Morning All
Thurso so sorry that you are having a rough time, I don't have any wise words unfortunately, but am here and listening to you always. You are doing so well under deeply difficult circumstances.
indie it is horrible being unwell, but take comfort from the fact that you haven't had a drink, I also used to drink even when I was really unwell
so the fact that you are not is real progress 
Once again, thanks for all the help, love and support I received here last night. esp LRD!
The whole thing took me so by surprise, it really took the feet from me.
It was kind of a perfect storm of events.
Ran into ex on Sat, which unnerved me and unsettled me.
Bank has messed me about, which means that 5 months down the line, I am no further forward in extracating myself from my financial tieins with my ex.
Had an altercation with my sis.
And some other stuff. Thought that my head was ok. But came home after a really nice day, and was lonely, wanted someone to be at home to share my day with, wanted someone to cuddle and to listen to me. But that is not the case. So a massive case of the "poor mes".

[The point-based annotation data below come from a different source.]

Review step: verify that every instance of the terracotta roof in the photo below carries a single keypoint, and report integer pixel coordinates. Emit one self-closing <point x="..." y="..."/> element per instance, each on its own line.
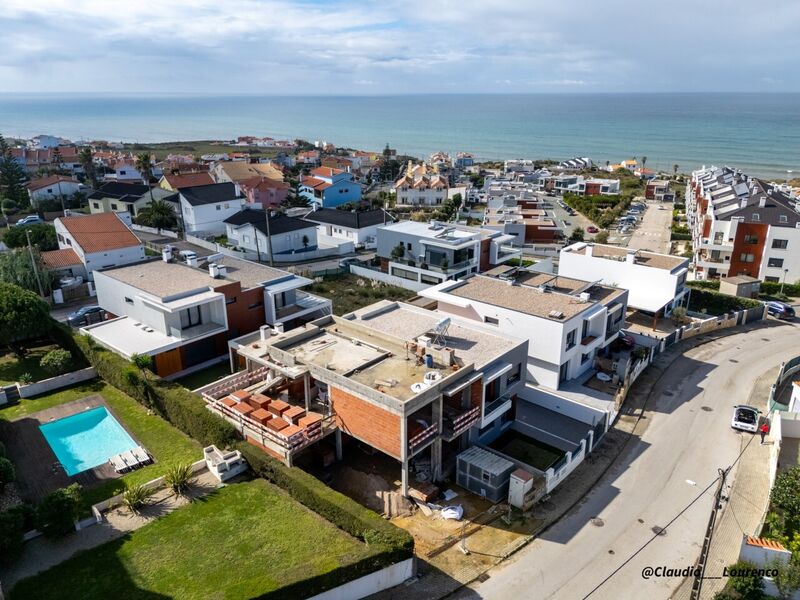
<point x="764" y="543"/>
<point x="326" y="171"/>
<point x="37" y="184"/>
<point x="60" y="259"/>
<point x="188" y="179"/>
<point x="100" y="232"/>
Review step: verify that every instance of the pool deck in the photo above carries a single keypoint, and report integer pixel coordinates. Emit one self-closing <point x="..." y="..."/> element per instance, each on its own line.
<point x="35" y="460"/>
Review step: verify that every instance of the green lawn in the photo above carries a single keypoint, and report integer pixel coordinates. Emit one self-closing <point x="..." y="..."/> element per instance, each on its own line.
<point x="244" y="540"/>
<point x="168" y="445"/>
<point x="206" y="376"/>
<point x="12" y="368"/>
<point x="348" y="296"/>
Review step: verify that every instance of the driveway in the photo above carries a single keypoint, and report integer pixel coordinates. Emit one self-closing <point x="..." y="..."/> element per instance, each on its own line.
<point x="653" y="232"/>
<point x="687" y="438"/>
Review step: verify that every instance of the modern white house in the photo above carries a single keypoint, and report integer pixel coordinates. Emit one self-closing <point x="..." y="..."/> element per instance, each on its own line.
<point x="248" y="229"/>
<point x="183" y="314"/>
<point x="97" y="241"/>
<point x="205" y="207"/>
<point x="359" y="227"/>
<point x="52" y="187"/>
<point x="418" y="255"/>
<point x="656" y="282"/>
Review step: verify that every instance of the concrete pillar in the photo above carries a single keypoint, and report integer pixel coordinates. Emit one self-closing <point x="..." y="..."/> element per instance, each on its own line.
<point x="338" y="436"/>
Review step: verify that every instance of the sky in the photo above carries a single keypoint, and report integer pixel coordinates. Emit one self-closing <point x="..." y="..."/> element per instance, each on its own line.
<point x="398" y="47"/>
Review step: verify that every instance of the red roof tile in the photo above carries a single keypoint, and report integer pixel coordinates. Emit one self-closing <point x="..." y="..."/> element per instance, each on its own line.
<point x="100" y="232"/>
<point x="60" y="259"/>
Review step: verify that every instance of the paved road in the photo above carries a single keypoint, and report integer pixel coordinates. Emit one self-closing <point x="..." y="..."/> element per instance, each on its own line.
<point x="686" y="440"/>
<point x="653" y="232"/>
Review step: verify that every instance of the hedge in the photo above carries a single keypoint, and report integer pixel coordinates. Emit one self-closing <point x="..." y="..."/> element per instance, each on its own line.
<point x="714" y="303"/>
<point x="173" y="402"/>
<point x="391" y="543"/>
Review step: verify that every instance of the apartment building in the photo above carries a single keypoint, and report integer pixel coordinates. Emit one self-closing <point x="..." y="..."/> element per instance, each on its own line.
<point x="421" y="185"/>
<point x="94" y="241"/>
<point x="327" y="187"/>
<point x="429" y="253"/>
<point x="656" y="283"/>
<point x="183" y="314"/>
<point x="397" y="378"/>
<point x="742" y="225"/>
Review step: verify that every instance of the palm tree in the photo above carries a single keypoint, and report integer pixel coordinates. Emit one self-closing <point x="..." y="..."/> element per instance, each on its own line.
<point x="159" y="214"/>
<point x="145" y="167"/>
<point x="87" y="162"/>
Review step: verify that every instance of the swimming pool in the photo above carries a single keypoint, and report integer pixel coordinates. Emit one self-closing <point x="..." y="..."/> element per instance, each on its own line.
<point x="87" y="439"/>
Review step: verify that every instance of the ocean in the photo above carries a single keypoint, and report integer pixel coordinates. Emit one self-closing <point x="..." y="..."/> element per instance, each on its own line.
<point x="759" y="133"/>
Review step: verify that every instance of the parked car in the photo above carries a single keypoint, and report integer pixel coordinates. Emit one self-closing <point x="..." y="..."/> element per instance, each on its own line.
<point x="781" y="310"/>
<point x="745" y="418"/>
<point x="85" y="315"/>
<point x="29" y="220"/>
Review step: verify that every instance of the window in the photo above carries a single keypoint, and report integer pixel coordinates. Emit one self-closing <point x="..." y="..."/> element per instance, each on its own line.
<point x="775" y="262"/>
<point x="571" y="339"/>
<point x="191" y="317"/>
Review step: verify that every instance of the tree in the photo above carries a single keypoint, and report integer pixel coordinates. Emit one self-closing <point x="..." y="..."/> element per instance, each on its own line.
<point x="12" y="177"/>
<point x="58" y="510"/>
<point x="87" y="162"/>
<point x="159" y="214"/>
<point x="56" y="361"/>
<point x="42" y="235"/>
<point x="16" y="267"/>
<point x="23" y="315"/>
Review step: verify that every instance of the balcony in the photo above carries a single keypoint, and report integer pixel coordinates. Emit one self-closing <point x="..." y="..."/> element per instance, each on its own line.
<point x="457" y="421"/>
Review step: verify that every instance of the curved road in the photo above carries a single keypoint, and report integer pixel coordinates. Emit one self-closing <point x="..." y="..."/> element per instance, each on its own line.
<point x="686" y="439"/>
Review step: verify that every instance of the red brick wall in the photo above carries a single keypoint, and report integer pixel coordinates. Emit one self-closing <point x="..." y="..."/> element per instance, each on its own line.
<point x="738" y="267"/>
<point x="377" y="427"/>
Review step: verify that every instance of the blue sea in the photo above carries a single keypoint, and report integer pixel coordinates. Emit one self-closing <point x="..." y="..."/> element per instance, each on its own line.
<point x="759" y="133"/>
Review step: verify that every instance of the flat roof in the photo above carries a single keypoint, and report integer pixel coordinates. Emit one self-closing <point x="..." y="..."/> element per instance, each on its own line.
<point x="163" y="280"/>
<point x="530" y="299"/>
<point x="641" y="257"/>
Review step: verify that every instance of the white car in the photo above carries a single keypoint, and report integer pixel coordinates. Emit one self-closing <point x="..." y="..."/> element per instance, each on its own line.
<point x="745" y="418"/>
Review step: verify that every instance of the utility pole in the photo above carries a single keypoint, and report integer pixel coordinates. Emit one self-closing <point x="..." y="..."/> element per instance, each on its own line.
<point x="269" y="239"/>
<point x="700" y="568"/>
<point x="33" y="263"/>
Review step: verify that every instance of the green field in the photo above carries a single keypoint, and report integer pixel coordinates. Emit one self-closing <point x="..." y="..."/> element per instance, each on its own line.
<point x="244" y="540"/>
<point x="168" y="445"/>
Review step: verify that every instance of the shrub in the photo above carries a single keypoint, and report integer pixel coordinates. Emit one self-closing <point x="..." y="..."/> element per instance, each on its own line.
<point x="135" y="497"/>
<point x="56" y="513"/>
<point x="177" y="477"/>
<point x="7" y="472"/>
<point x="56" y="361"/>
<point x="12" y="529"/>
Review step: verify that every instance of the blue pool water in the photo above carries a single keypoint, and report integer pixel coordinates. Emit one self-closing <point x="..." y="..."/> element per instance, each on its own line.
<point x="86" y="440"/>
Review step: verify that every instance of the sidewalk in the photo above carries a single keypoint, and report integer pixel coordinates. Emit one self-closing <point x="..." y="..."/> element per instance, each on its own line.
<point x="747" y="490"/>
<point x="491" y="544"/>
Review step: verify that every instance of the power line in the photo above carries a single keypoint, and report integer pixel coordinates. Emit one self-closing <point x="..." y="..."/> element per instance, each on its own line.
<point x="675" y="518"/>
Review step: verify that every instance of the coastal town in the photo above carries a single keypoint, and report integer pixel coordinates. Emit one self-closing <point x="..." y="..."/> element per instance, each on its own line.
<point x="272" y="368"/>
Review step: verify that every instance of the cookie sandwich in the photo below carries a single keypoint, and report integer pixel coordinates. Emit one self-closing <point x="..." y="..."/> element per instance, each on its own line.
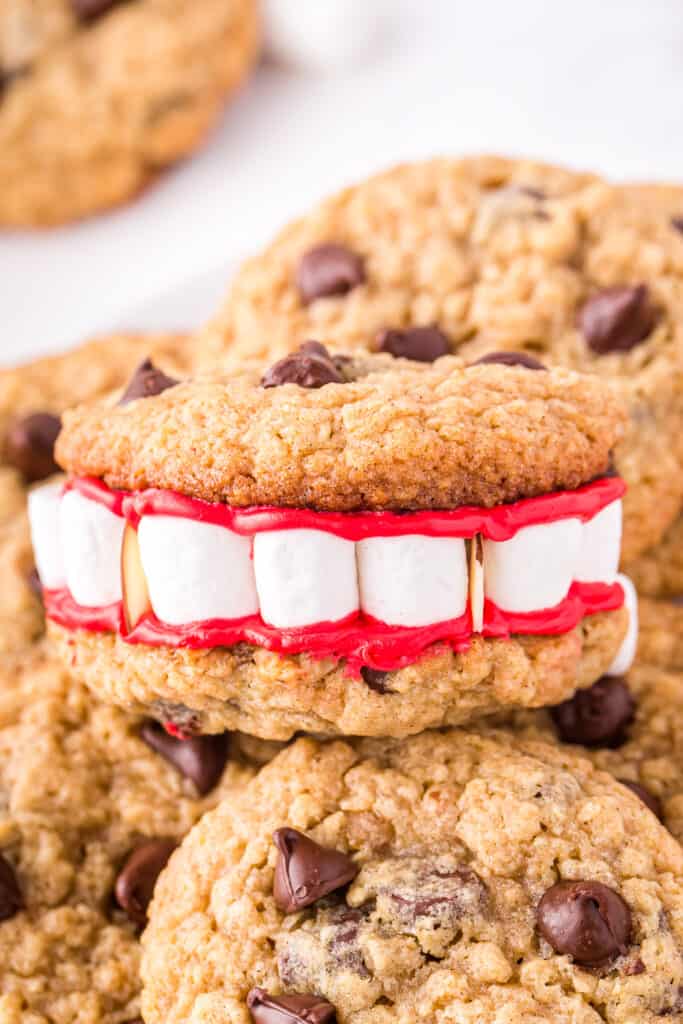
<point x="361" y="546"/>
<point x="450" y="877"/>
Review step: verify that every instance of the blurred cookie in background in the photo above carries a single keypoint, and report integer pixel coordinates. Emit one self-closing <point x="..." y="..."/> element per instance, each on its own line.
<point x="97" y="96"/>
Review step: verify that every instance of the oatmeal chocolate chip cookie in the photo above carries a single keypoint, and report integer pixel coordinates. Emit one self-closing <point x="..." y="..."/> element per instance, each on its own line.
<point x="97" y="97"/>
<point x="93" y="802"/>
<point x="364" y="546"/>
<point x="449" y="877"/>
<point x="631" y="727"/>
<point x="483" y="255"/>
<point x="32" y="399"/>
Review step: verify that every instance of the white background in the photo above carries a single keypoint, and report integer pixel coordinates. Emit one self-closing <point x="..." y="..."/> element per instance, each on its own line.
<point x="592" y="83"/>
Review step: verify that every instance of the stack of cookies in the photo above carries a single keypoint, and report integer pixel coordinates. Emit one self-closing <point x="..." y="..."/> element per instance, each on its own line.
<point x="339" y="580"/>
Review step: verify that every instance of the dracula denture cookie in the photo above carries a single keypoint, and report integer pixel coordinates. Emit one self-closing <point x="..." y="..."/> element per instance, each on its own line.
<point x="482" y="254"/>
<point x="365" y="546"/>
<point x="446" y="878"/>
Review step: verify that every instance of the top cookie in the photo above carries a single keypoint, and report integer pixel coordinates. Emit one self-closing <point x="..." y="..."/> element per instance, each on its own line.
<point x="497" y="254"/>
<point x="96" y="96"/>
<point x="378" y="434"/>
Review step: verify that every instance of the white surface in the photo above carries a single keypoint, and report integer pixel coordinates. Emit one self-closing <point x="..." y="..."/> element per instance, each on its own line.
<point x="304" y="577"/>
<point x="589" y="84"/>
<point x="627" y="652"/>
<point x="44" y="518"/>
<point x="196" y="570"/>
<point x="601" y="546"/>
<point x="91" y="537"/>
<point x="535" y="568"/>
<point x="413" y="581"/>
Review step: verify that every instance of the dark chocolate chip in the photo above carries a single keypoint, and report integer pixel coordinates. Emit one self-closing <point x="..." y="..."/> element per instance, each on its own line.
<point x="311" y="367"/>
<point x="200" y="759"/>
<point x="587" y="921"/>
<point x="511" y="359"/>
<point x="147" y="381"/>
<point x="644" y="795"/>
<point x="295" y="1009"/>
<point x="35" y="586"/>
<point x="11" y="900"/>
<point x="375" y="679"/>
<point x="30" y="445"/>
<point x="329" y="269"/>
<point x="135" y="884"/>
<point x="87" y="9"/>
<point x="422" y="344"/>
<point x="617" y="318"/>
<point x="596" y="717"/>
<point x="305" y="871"/>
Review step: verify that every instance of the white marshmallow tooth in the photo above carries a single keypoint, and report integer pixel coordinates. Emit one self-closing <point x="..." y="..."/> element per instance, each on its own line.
<point x="196" y="570"/>
<point x="627" y="652"/>
<point x="92" y="537"/>
<point x="535" y="569"/>
<point x="413" y="580"/>
<point x="601" y="545"/>
<point x="476" y="584"/>
<point x="304" y="577"/>
<point x="44" y="505"/>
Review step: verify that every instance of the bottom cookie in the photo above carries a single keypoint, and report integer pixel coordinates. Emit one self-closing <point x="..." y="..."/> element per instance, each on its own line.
<point x="451" y="877"/>
<point x="92" y="803"/>
<point x="273" y="696"/>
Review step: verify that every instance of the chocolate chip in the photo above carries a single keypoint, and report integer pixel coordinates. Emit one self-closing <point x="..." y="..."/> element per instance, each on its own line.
<point x="305" y="871"/>
<point x="644" y="795"/>
<point x="135" y="884"/>
<point x="298" y="1009"/>
<point x="585" y="920"/>
<point x="329" y="269"/>
<point x="34" y="584"/>
<point x="11" y="900"/>
<point x="147" y="381"/>
<point x="423" y="344"/>
<point x="30" y="445"/>
<point x="87" y="9"/>
<point x="617" y="318"/>
<point x="598" y="716"/>
<point x="375" y="679"/>
<point x="511" y="359"/>
<point x="200" y="759"/>
<point x="311" y="367"/>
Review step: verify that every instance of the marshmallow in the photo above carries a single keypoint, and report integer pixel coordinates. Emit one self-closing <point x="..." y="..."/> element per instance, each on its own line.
<point x="322" y="35"/>
<point x="196" y="570"/>
<point x="535" y="568"/>
<point x="413" y="580"/>
<point x="304" y="577"/>
<point x="91" y="537"/>
<point x="627" y="651"/>
<point x="44" y="518"/>
<point x="601" y="544"/>
<point x="476" y="588"/>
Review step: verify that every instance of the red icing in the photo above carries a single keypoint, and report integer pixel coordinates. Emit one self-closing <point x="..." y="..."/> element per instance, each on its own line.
<point x="499" y="523"/>
<point x="359" y="640"/>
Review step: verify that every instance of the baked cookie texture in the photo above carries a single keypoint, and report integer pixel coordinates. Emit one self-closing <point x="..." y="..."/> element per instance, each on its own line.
<point x="46" y="387"/>
<point x="398" y="435"/>
<point x="80" y="790"/>
<point x="96" y="97"/>
<point x="637" y="739"/>
<point x="500" y="254"/>
<point x="455" y="841"/>
<point x="273" y="696"/>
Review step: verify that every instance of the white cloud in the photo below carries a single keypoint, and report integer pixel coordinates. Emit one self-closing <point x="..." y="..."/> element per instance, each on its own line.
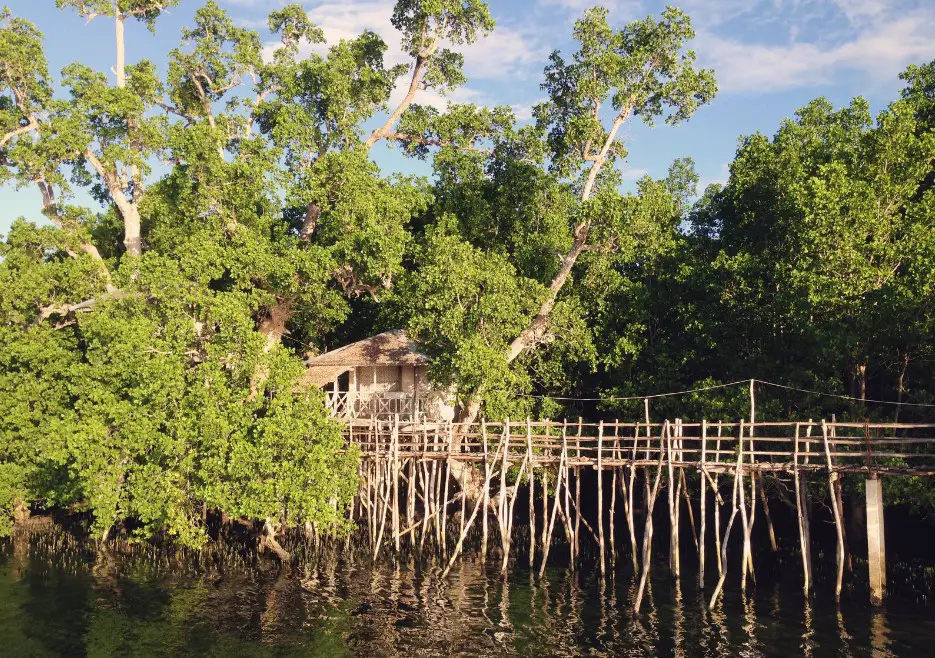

Phoned an AA friend, who, bless her, jumped in the car and came over. Lots of talking, and a kick up the butt about all the wonderful things I do have.
Slept OK, back to work today, probably good to be back in a routine tbh.
Full Moon last night as well! Do wonder about whether that has an affect
.
So, managed to get through yesterday, and the tools that AA has provided me to do this, really did work. Hopefully, ODAAT, I will manage to get to 5 months on Sunday.